Good Trek / Bad Trek?
An emphatic good Trek! This is everything great about Star Trek. I was watching this and it wasn’t until half way through that I remembered when this first aired. 1967. Even though that was the “Summer of Love,” 1967 was also when America was in the middle of draft fever. This wasn’t an episode about how awful reporting to a disintegration chamber was because a computer told you to, it was an episode about the draft. It was a good episode. Looked at in historical context, it’s just awesome.
I’ll admit sometimes the analogy is a little too on the nose and a lot heavy handed, but still, it works. I’d be curious the cultural impact of it at the time. I don’t think a lot of folks were watching Star Trek then, but those that were must've been blown the fuck away by this episode. I know there was a lot of shit going on where people were protesting and whatnot. Rock music had only been political for like six months. And then a low-rated primetime TV show up said “fuck you” to the US government.
"Hey hey, First Councilman Anan 7, how many kids did you order to the disintegration chambers today!"
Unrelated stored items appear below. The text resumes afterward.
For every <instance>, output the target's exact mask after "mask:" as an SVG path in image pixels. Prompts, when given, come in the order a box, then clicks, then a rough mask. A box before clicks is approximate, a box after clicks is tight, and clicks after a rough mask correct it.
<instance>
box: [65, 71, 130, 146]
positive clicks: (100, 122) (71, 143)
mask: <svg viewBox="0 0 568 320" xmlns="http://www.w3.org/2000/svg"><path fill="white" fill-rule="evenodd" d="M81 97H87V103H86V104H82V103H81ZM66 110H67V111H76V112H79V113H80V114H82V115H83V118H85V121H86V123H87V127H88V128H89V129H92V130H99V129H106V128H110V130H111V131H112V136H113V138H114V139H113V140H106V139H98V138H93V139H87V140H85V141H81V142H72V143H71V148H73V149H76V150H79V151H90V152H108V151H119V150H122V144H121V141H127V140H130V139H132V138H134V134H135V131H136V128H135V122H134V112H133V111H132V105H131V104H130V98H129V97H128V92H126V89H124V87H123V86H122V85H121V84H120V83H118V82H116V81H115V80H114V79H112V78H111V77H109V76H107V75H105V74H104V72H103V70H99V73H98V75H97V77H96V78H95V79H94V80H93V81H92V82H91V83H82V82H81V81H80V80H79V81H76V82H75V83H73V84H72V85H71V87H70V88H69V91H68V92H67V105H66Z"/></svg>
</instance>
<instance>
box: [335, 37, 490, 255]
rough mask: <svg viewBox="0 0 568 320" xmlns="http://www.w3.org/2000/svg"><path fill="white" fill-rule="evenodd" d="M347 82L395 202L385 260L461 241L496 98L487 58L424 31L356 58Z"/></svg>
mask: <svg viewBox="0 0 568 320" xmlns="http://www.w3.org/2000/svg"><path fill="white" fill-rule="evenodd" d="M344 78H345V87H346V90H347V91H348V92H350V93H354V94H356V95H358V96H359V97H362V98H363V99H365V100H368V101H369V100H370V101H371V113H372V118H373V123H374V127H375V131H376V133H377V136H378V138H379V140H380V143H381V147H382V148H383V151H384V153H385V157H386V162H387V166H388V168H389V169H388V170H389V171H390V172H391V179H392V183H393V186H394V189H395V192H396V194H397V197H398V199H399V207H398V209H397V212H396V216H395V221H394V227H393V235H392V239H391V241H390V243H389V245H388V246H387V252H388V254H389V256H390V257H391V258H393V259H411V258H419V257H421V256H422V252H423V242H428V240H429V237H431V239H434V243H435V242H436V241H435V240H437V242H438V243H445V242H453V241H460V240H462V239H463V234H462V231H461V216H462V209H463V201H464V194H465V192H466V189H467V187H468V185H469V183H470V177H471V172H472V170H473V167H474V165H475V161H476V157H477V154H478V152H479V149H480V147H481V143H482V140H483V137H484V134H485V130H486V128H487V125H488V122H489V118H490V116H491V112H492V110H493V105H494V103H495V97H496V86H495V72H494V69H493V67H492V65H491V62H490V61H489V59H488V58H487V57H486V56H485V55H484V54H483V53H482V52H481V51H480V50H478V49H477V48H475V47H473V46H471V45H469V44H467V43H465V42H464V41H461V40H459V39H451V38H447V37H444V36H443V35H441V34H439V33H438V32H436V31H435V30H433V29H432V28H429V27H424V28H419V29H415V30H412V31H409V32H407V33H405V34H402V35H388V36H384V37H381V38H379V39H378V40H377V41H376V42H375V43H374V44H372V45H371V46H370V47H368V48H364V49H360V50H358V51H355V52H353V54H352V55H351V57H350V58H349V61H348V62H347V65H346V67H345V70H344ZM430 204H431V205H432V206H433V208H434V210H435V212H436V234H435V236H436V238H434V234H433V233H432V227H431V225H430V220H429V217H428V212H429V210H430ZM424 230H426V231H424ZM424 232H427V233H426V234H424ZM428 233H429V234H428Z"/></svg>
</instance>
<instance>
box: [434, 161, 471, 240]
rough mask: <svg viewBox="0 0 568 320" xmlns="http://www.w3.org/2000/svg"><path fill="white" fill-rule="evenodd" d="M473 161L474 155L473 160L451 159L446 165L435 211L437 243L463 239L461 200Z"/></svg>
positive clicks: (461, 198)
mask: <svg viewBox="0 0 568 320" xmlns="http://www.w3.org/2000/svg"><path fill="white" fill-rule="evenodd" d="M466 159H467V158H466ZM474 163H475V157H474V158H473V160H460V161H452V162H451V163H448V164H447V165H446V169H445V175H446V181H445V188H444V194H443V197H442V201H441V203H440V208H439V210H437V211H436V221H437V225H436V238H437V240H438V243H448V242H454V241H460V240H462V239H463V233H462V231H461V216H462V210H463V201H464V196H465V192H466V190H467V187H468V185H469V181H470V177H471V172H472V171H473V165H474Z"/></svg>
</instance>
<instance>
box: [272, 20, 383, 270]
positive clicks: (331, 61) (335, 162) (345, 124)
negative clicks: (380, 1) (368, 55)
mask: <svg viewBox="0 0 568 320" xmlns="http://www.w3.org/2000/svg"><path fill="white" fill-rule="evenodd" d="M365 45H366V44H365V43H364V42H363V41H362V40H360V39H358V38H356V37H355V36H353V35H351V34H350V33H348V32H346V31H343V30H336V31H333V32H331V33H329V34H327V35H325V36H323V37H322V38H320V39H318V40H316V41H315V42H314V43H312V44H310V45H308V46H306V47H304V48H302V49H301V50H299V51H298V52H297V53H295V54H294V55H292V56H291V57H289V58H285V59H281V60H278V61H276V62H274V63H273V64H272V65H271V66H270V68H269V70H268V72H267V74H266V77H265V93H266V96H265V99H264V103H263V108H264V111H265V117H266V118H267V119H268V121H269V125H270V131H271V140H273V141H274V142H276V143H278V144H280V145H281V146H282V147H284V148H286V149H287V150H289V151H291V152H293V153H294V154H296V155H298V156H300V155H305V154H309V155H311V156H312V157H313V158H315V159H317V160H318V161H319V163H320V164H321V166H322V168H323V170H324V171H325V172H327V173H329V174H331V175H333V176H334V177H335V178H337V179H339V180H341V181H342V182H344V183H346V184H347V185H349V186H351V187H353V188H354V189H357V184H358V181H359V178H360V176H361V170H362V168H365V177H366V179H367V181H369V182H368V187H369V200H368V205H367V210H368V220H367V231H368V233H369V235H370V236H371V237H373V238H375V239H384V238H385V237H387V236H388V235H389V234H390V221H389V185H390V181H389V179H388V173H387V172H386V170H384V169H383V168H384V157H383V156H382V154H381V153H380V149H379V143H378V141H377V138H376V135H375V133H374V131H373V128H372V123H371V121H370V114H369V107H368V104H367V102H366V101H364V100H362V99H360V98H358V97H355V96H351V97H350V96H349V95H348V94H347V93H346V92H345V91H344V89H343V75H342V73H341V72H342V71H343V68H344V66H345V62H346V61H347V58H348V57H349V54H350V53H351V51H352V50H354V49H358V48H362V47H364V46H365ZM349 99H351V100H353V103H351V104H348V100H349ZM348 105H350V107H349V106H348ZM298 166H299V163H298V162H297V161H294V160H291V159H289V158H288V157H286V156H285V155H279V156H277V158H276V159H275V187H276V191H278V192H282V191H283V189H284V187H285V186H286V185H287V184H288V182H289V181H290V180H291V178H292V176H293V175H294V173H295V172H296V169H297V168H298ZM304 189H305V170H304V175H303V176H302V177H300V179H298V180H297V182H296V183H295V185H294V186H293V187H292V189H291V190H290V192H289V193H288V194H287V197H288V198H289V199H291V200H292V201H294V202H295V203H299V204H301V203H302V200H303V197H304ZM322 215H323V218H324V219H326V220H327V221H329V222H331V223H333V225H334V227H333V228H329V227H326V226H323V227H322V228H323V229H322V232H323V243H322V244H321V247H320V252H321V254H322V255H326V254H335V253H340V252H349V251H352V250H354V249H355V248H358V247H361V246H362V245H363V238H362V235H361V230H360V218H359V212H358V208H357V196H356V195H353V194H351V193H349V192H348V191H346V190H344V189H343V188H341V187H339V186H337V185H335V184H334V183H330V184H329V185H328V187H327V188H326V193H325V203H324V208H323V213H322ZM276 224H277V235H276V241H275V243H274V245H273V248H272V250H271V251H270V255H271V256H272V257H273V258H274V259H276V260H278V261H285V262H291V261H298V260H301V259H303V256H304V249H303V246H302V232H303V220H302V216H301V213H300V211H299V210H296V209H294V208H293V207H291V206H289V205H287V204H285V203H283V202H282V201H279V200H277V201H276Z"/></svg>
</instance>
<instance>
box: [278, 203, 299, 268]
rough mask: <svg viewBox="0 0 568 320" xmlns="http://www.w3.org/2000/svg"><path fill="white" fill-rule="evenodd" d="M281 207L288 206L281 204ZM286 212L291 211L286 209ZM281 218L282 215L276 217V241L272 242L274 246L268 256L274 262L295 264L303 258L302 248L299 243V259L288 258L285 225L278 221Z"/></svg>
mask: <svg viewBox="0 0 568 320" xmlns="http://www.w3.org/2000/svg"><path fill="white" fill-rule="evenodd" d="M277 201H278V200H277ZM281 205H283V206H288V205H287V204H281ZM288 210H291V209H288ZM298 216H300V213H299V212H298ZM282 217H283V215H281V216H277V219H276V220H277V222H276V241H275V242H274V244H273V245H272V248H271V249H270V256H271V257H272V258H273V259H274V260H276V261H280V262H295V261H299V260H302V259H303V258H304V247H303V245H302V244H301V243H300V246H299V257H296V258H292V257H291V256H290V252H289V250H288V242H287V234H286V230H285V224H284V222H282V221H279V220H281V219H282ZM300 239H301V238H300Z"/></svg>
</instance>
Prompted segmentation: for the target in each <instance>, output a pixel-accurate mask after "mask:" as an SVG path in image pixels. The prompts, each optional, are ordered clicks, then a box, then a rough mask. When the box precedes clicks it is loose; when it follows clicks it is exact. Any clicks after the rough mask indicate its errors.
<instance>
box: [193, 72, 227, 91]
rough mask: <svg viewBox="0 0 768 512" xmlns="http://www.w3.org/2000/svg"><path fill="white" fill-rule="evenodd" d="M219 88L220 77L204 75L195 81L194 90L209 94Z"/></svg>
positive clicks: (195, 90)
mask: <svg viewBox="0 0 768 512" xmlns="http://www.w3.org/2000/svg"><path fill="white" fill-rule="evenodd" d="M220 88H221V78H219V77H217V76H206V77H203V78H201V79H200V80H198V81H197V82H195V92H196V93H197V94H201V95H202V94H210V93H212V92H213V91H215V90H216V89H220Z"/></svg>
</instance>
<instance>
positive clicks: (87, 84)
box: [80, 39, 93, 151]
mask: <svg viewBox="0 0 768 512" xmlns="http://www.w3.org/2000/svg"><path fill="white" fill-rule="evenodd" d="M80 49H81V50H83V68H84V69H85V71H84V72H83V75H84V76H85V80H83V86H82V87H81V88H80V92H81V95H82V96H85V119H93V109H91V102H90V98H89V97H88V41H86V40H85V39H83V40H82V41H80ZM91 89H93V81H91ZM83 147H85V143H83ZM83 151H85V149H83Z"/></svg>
Couple qualms, but nothing major. Boy does this episode ever make diplomats look like pieces of shit. Scotty has a weird hatred of them. It’s justified in the episode because this particular one is a real jackass. Still, it’s weird that in an episode about making peace they make the folks who are tasked with making peace to be these dumb villains.
|This person looks a little blasé about the whole "about to enter the eternal void thing"|
You can also tell that this was in a different era for war. Where even a civilized war involved just dropping bomb after bomb in the middle of a city. No smart bombs here. Carpet-bombing was still in the gentlemen’s war quiver. That’s how shit was done in the sixties.
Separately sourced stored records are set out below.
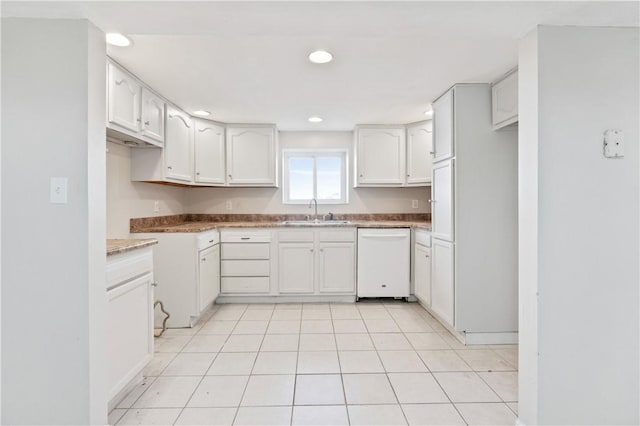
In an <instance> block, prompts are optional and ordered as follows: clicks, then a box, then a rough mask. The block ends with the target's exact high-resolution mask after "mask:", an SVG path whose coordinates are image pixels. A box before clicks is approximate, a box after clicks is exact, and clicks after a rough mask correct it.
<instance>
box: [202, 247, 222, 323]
mask: <svg viewBox="0 0 640 426" xmlns="http://www.w3.org/2000/svg"><path fill="white" fill-rule="evenodd" d="M199 257H200V262H199V263H198V285H199V287H200V291H199V293H200V312H202V311H203V310H205V309H206V308H207V307H209V306H211V304H212V303H213V302H214V301H215V300H216V298H217V297H218V294H219V293H220V245H219V244H216V245H214V246H212V247H209V248H207V249H205V250H202V251H200V255H199Z"/></svg>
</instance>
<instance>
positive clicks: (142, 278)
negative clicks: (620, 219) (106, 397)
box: [106, 274, 153, 399]
mask: <svg viewBox="0 0 640 426" xmlns="http://www.w3.org/2000/svg"><path fill="white" fill-rule="evenodd" d="M151 280H152V276H151V274H146V275H143V276H141V277H139V278H136V279H135V280H133V281H129V282H127V283H125V284H123V285H121V286H119V287H115V288H113V289H111V290H109V291H108V292H107V301H108V302H107V303H108V305H107V312H108V313H107V350H108V353H107V358H106V359H107V360H108V369H107V375H108V386H109V396H108V399H111V398H113V397H115V396H116V394H117V393H118V392H120V390H121V389H123V388H124V387H125V386H126V385H127V383H129V382H130V381H131V380H132V379H133V378H134V377H135V376H136V375H137V374H138V373H139V372H140V371H141V370H142V368H143V367H144V366H145V365H146V363H147V362H149V361H150V360H151V357H152V356H153V291H152V287H151Z"/></svg>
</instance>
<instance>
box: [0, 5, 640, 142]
mask: <svg viewBox="0 0 640 426" xmlns="http://www.w3.org/2000/svg"><path fill="white" fill-rule="evenodd" d="M2 15H3V16H5V17H6V16H25V17H43V18H88V19H89V20H91V21H92V22H93V23H95V25H96V26H98V27H99V28H100V29H102V30H103V31H105V32H121V33H124V34H127V35H129V36H130V38H131V39H132V40H133V43H134V44H133V46H132V47H128V48H118V47H109V49H108V53H109V55H110V56H112V57H113V58H114V59H115V60H117V61H118V62H120V63H121V64H122V65H124V66H125V67H126V68H128V69H129V70H131V71H132V72H134V73H135V74H136V75H138V76H139V77H140V78H141V79H142V80H144V81H145V82H147V83H148V84H149V85H150V86H151V87H153V88H154V89H156V90H157V91H159V92H160V93H161V94H163V95H164V96H165V97H167V98H168V99H170V100H171V101H173V102H175V103H176V104H177V105H179V106H180V107H182V108H184V109H185V110H186V111H188V112H190V111H193V110H197V109H204V110H208V111H211V112H212V115H211V117H210V118H212V119H214V120H219V121H223V122H229V123H276V124H277V125H278V127H279V128H280V129H281V130H351V129H352V128H353V126H354V125H355V124H359V123H360V124H364V123H369V124H371V123H380V124H382V123H388V124H392V123H409V122H414V121H420V120H424V119H425V118H426V117H425V115H424V111H425V110H427V109H428V105H429V104H430V102H431V101H432V100H433V99H434V98H436V97H437V96H438V95H439V94H441V93H442V92H444V91H445V90H446V89H447V88H448V87H450V86H451V85H452V84H454V83H468V82H491V81H493V80H495V79H496V78H498V77H499V76H500V75H502V74H504V73H505V72H507V71H508V70H509V69H511V68H513V67H514V66H516V65H517V46H518V40H519V39H520V38H521V37H523V36H524V35H525V34H527V33H528V32H529V31H531V30H532V29H533V28H535V26H536V25H539V24H547V25H593V26H639V25H640V22H639V15H640V9H639V3H638V2H591V1H587V2H574V1H570V2H551V1H547V2H517V1H516V2H481V1H473V2H455V1H447V2H429V1H413V2H399V1H394V2H379V1H373V2H362V1H361V2H339V1H325V2H311V1H291V2H270V1H259V2H244V1H233V2H204V1H200V2H185V1H182V2H166V1H161V2H154V1H142V2H49V1H47V2H7V1H4V2H2ZM315 49H326V50H329V51H331V52H332V53H333V54H334V61H333V62H331V63H329V64H324V65H316V64H311V63H310V62H309V61H308V60H307V55H308V54H309V52H311V51H313V50H315ZM312 115H318V116H320V117H323V118H324V121H323V122H322V123H317V124H315V123H309V122H308V121H307V118H308V117H310V116H312Z"/></svg>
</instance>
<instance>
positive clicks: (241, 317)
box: [229, 306, 275, 425]
mask: <svg viewBox="0 0 640 426" xmlns="http://www.w3.org/2000/svg"><path fill="white" fill-rule="evenodd" d="M248 308H249V306H247V309H245V312H246V311H247V310H248ZM274 311H275V307H274ZM243 314H244V313H243ZM271 316H272V317H273V312H272V313H271ZM240 318H242V316H240ZM239 322H240V319H239V320H238V323H239ZM269 322H271V320H269ZM236 327H237V324H236ZM268 328H269V324H268V323H267V328H266V329H265V330H264V334H263V335H262V340H261V341H260V346H258V351H257V352H256V357H255V358H254V359H253V364H252V365H251V370H249V376H248V378H247V383H246V384H245V385H244V389H243V390H242V395H240V400H239V401H238V406H237V407H236V412H235V414H234V415H233V420H232V421H231V424H232V425H233V424H235V422H236V419H237V418H238V413H239V412H240V407H241V406H242V400H243V399H244V396H245V394H246V393H247V388H248V387H249V382H251V376H252V375H253V369H254V368H255V367H256V362H257V361H258V355H259V354H260V348H262V343H264V337H265V336H266V335H267V329H268ZM233 330H235V327H234V328H233ZM233 330H232V331H231V334H229V336H231V335H232V334H233Z"/></svg>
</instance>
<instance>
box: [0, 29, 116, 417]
mask: <svg viewBox="0 0 640 426" xmlns="http://www.w3.org/2000/svg"><path fill="white" fill-rule="evenodd" d="M104 55H105V44H104V35H103V34H102V33H101V32H100V31H98V30H96V29H95V28H94V27H92V26H91V24H89V23H88V21H84V20H46V19H43V20H39V19H5V20H3V23H2V57H3V61H2V95H3V96H2V113H3V115H2V160H1V161H2V192H1V194H2V207H3V210H2V237H1V238H2V246H3V247H4V248H5V250H3V251H2V286H3V287H2V293H3V294H2V315H3V318H2V390H3V392H2V423H4V424H89V423H99V424H104V423H106V414H107V413H106V404H107V401H106V392H105V387H104V384H105V383H104V371H105V368H104V367H105V365H104V362H103V359H102V358H101V356H100V353H104V347H103V346H102V345H104V342H105V339H106V334H103V331H104V315H105V304H106V293H105V291H104V288H105V282H104V280H105V276H104V269H105V260H106V259H105V251H106V247H105V229H104V220H105V217H104V208H105V201H104V200H105V181H104V161H105V159H104V151H105V134H104V133H105V132H104V116H105V111H104V105H105V90H104V81H105V75H104V69H105V67H104ZM52 176H64V177H68V179H69V194H68V200H69V201H68V204H51V203H49V178H50V177H52ZM7 247H10V248H11V250H7V249H6V248H7Z"/></svg>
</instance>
|Disintegration chamber, getting a taste of its own medicine|
The plot gets in the way of the metaphor a bit by the end. But it doesn’t really matter that Kirk risks two planets to save his ship, everything that happens towards the end is overshadowed by the first half. I mean that in a good way. Especially since the diplomat tries to redeem himself at the end. Staying on the planet in the hopes of helping the two sides come to an agreement. Though it should be said that he was so dumb throughout most the episode that I think there’s a good chance both sides completely destroy each other within a couple of days.
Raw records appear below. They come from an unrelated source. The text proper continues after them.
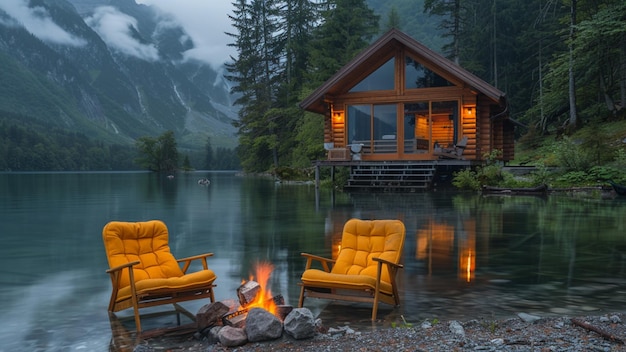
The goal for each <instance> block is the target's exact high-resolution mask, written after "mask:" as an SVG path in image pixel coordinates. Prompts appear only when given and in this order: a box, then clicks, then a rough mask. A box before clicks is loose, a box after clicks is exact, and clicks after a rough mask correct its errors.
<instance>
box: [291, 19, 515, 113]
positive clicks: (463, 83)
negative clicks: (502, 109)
mask: <svg viewBox="0 0 626 352" xmlns="http://www.w3.org/2000/svg"><path fill="white" fill-rule="evenodd" d="M398 48H405V49H406V51H407V52H408V53H410V54H411V55H412V56H414V59H415V60H416V61H418V62H419V63H420V64H422V65H424V66H425V67H427V68H428V69H430V70H432V71H434V72H436V73H438V74H441V75H442V76H444V77H445V78H447V79H449V80H450V81H451V82H453V83H454V84H458V85H460V86H463V87H466V88H469V89H470V90H473V91H475V92H477V93H480V94H484V95H485V96H486V97H488V98H489V99H491V100H493V101H494V102H495V103H498V104H500V105H501V106H505V105H506V102H505V93H503V92H502V91H500V90H499V89H497V88H495V87H493V86H492V85H490V84H489V83H487V82H485V81H483V80H482V79H480V78H479V77H478V76H476V75H474V74H473V73H471V72H469V71H467V70H465V69H464V68H462V67H460V66H459V65H457V64H455V63H454V62H452V61H451V60H449V59H447V58H445V57H444V56H442V55H441V54H439V53H437V52H435V51H433V50H431V49H429V48H428V47H426V46H425V45H423V44H421V43H420V42H418V41H416V40H415V39H413V38H411V37H410V36H408V35H407V34H405V33H403V32H401V31H399V30H397V29H392V30H390V31H388V32H387V33H386V34H384V35H383V36H382V37H380V38H379V39H378V40H376V41H375V42H374V43H373V44H372V45H370V46H369V47H367V48H366V49H365V50H363V51H362V52H361V53H359V54H358V55H357V56H356V57H355V58H354V59H352V60H351V61H350V62H348V63H347V64H346V65H345V66H343V67H342V68H341V69H340V70H339V71H337V73H335V74H334V75H333V76H332V77H331V78H329V79H328V80H327V81H326V82H324V84H322V85H321V86H320V87H318V88H317V89H316V90H315V91H314V92H313V93H311V95H309V96H308V97H307V98H306V99H304V100H303V101H302V102H301V103H300V107H301V108H303V109H305V110H308V111H313V112H318V113H324V111H326V109H327V105H326V104H325V102H326V100H327V98H328V97H332V96H336V95H339V94H343V93H345V92H346V90H347V89H350V88H351V86H352V84H354V83H357V82H358V80H359V79H361V78H363V77H364V73H367V74H369V72H371V70H372V69H375V68H376V67H378V66H380V65H381V64H383V63H384V62H385V61H386V60H389V59H390V58H391V57H393V56H394V55H395V53H396V51H397V49H398Z"/></svg>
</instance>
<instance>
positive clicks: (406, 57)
mask: <svg viewBox="0 0 626 352" xmlns="http://www.w3.org/2000/svg"><path fill="white" fill-rule="evenodd" d="M404 62H405V65H406V68H405V70H404V71H405V82H406V83H405V88H407V89H413V88H432V87H451V86H454V84H452V83H451V82H449V81H448V80H446V79H445V78H443V77H441V76H439V75H438V74H436V73H435V72H433V71H431V70H429V69H428V68H426V67H425V66H424V65H422V64H420V63H419V62H417V61H416V60H414V59H413V58H412V57H410V56H406V57H405V60H404Z"/></svg>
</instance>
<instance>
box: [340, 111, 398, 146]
mask: <svg viewBox="0 0 626 352" xmlns="http://www.w3.org/2000/svg"><path fill="white" fill-rule="evenodd" d="M348 143H349V144H362V145H363V149H364V152H365V153H376V154H386V153H396V152H397V150H398V146H397V145H398V122H397V114H396V104H377V105H369V104H368V105H349V106H348Z"/></svg>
I was going to recommend Star Trek 6. It’s my favorite Trek movie and it’s also about diplomacy and it mirrors a real conflict. That one a stand in for the Cold War. Watch that one if you want. It’s great, but I think I’d be better off recommending a completely unrelated episode and that’s DS9’s The Visitor.
|FYI Avery Brooks, if anything ever happens to my dad, you're on deck|
It’s common in movies and on TV to give a relationship meaning because it’s strained. That’s particularly common when showing fathers and sons. The only way you can get an audience invested in their relationship is if they start out hating each other, or the father is absent and looking for redemption, or has wronged the son in some way and has now changed. Sometimes it’s done well. Sometimes it’s cheap and emotionally manipulative. What’s harder though is making a real relationship between a good dad and a teenage son who both love each other, but have issues from time to time, because that happens. The relationship between Jake and Ben Sisko is one of the best showings of a good father and son that I can think of. So, in celebration of Father’s Day, tomorrow watch Avery Brooks and Cirroc Lofton in this perfect hour of TV. I don’t want to give too much away if you haven’t seen it, but in it, Jake is forced to learn what his dad means to him growing up. Again, it’s absolutely perfect. I’ve seen it dozens of times and have never made it through without tearing up.
So to both the amazing Avery Brooks, and to the amazing David Sokol, I say happy Father’s Day. And to Paul Ryan, I want to reiterate I don’t want you to get shot. I will probably laugh if/when you do though.